TIP #6 : Get Portable Wi-Fi

  • We use the internet more and more these days. The best way to stay connected in Japan is to pick up a portable wi-fi router at the airport when you arrive. There are many different companies you can choose from for as low as about 500 yen a day. Most hotels have free wi-fi these days, but you`ll need a password to access it. So pick one up if you need a wi-fi connection on the go. (One word of advice: Don`t get the 3G connection, it`s so slow, it will take you an hour to read your e-mail. Get the 4G / LTE connection for the internet speed that you`re used to having.

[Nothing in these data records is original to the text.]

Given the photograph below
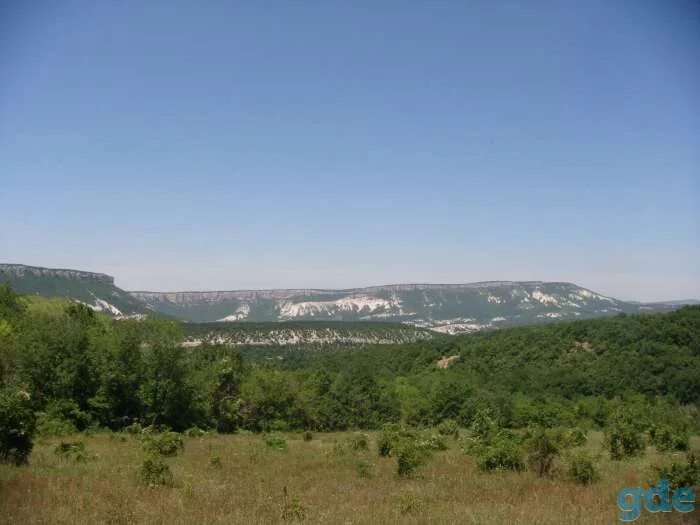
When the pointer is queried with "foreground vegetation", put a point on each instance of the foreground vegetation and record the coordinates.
(117, 421)
(240, 479)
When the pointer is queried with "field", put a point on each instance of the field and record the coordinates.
(240, 479)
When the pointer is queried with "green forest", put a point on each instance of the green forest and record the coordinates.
(64, 368)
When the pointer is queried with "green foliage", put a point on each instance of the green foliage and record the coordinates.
(410, 503)
(448, 427)
(364, 468)
(156, 472)
(582, 468)
(17, 426)
(667, 438)
(292, 509)
(409, 456)
(275, 441)
(624, 441)
(74, 450)
(542, 448)
(166, 444)
(680, 473)
(359, 441)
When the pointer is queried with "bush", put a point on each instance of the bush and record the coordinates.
(410, 503)
(409, 456)
(681, 474)
(624, 441)
(582, 468)
(501, 453)
(292, 509)
(165, 444)
(542, 448)
(666, 438)
(359, 441)
(17, 426)
(275, 441)
(364, 468)
(195, 431)
(72, 450)
(448, 427)
(155, 472)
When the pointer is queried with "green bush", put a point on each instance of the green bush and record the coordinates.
(448, 427)
(409, 456)
(410, 503)
(165, 444)
(666, 438)
(74, 450)
(680, 473)
(292, 509)
(364, 468)
(195, 431)
(582, 468)
(542, 448)
(359, 441)
(624, 441)
(17, 426)
(500, 453)
(156, 472)
(275, 441)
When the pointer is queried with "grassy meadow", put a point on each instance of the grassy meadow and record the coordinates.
(241, 479)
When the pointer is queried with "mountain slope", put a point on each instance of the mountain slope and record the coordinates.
(448, 308)
(96, 290)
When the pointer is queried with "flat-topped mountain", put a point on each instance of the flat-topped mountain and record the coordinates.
(447, 308)
(97, 290)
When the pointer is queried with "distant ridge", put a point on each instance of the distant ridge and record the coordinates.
(446, 308)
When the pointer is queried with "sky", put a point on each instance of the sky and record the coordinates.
(224, 145)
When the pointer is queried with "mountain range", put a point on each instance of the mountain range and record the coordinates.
(446, 308)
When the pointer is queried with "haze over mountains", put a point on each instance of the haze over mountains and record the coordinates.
(447, 308)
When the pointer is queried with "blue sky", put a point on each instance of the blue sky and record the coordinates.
(206, 145)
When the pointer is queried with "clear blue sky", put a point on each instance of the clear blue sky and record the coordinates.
(218, 145)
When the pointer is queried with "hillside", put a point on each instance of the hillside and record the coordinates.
(96, 290)
(442, 308)
(448, 308)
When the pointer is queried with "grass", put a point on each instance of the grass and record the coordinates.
(310, 480)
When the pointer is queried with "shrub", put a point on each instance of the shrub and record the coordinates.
(75, 450)
(292, 509)
(501, 453)
(165, 444)
(359, 441)
(575, 437)
(155, 472)
(624, 441)
(680, 474)
(666, 438)
(275, 441)
(448, 427)
(542, 448)
(195, 431)
(364, 468)
(582, 468)
(410, 503)
(409, 456)
(17, 426)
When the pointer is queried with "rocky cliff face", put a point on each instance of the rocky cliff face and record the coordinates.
(448, 308)
(19, 271)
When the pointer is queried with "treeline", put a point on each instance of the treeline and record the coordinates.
(75, 369)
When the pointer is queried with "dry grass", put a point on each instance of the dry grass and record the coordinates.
(248, 487)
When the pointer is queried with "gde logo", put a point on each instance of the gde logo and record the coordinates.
(656, 499)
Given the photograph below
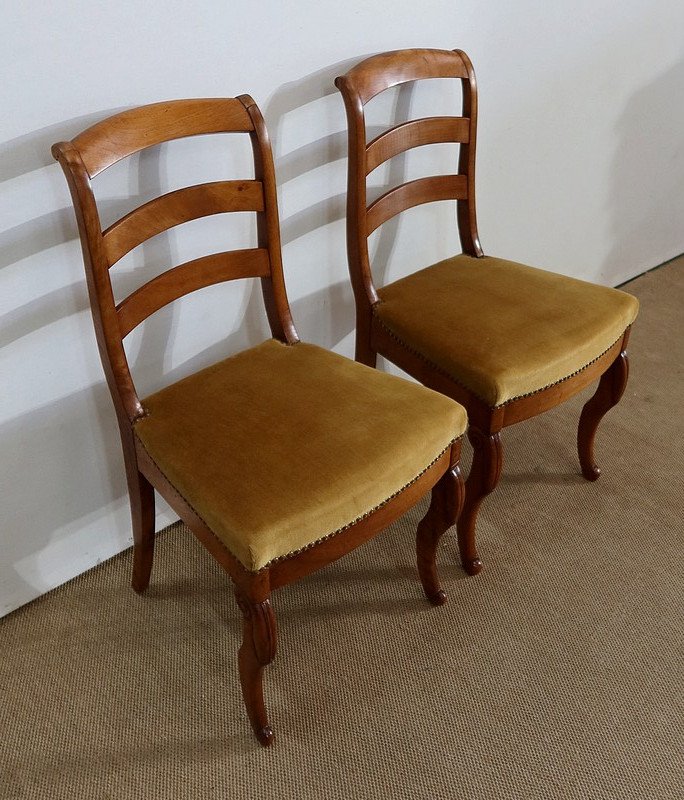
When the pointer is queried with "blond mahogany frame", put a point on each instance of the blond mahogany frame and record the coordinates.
(359, 85)
(82, 159)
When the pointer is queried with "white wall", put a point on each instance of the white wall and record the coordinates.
(580, 170)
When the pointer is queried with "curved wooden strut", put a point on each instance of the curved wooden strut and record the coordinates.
(610, 389)
(447, 502)
(258, 649)
(483, 477)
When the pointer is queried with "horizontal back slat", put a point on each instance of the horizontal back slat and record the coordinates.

TIP #7 : CONFUSING TOILETS

  • The most high-tech toilets in the world are here in Japan. Some of the functions, like heated seats, are great! But to use some of the other functions, you might need a little more courage. But try it out if your looking for a new experience. Here is a quick guide of the buttons you`ll find.

  • Below I have the words in the following order
    The word = The meaning = The function

    大= Big = A big flush
    小 = Little = A small flush
    おしり = Bum = Washlet spray for the bum
    ビデ = Bidet = I believe this is the washlet spray for women
    止 = Stop = Stop spraying

TIP #8 : WOMEN ONLY TRAIN CARRIAGES

  • This is one thing the Japanese are not so proud of but sexual harrasment in crowded places have become such a problem, that there are designated carriages only for women. So if your a guy standing in a train, and there`s a lot of women looking at you weird, you`re probably on the women only carriage. So be aware of which carriage you get into, or you might get a free ride to the police station.

TIP #9 : SMOKING

  • Although there are still many smokers in Japan, smoking is on the decline as laws in Japan continue to change. Smoking in the streets are prohibited in Japan, so if you are a smoker, you have to go to a designated smoking area, or a restaurant/cafe that allows smoking. In recent years, the number of designated smoking areas is also decreasing. There are also rumors that by the 2020 Tokyo Olympics, there will be no designated smoking areas left.